2015-01-05 Thread Alec Taylor
Thanks Simon, that's a good way to train on incoming events (and
related problems / and result computations).

However, does it handle the actual data storage? - E.g.: CRUD documents

On Tue, Jan 6, 2015 at 1:18 PM, Simon Chan simonc...@gmail.com wrote:
 Alec,

 If you are looking for a Machine Learning stack that supports
 business-logics, you may take a look at PredictionIO:
 http://prediction.io/

 It's based on Spark and HBase.

 Simon


 On Mon, Jan 5, 2015 at 6:14 PM, Alec Taylor alec.tayl...@gmail.com wrote:

 Thanks all.
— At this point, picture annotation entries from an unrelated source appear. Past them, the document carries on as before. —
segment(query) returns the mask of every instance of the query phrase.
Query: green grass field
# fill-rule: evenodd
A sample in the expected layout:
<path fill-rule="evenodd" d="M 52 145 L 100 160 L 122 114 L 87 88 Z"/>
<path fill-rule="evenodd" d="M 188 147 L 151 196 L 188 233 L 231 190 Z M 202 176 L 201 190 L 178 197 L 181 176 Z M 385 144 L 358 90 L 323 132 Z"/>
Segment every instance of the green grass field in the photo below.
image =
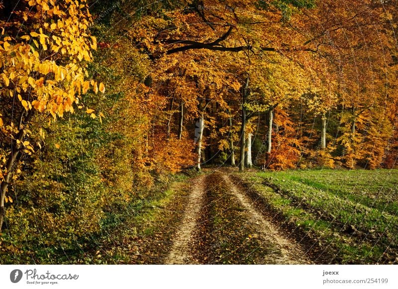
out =
<path fill-rule="evenodd" d="M 251 172 L 244 179 L 332 262 L 398 262 L 398 170 Z"/>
To answer your clarification questions:

 - I'm writing this in Python
 - A similar problem to my actual one is to find common 30 minute slots
 (over the next 12 months) [r] that k users have in common. Total
 users: n. Given n=1 and r=17472 then the [naïve] time-complexity
 is $\mathcal{O}(nr)$. n*r=17,472,000. I may be able to get
 $\mathcal{O}(n \log r)$ if not $\log \log$ from reading the literature
 on sequence matching, however this is uncertain.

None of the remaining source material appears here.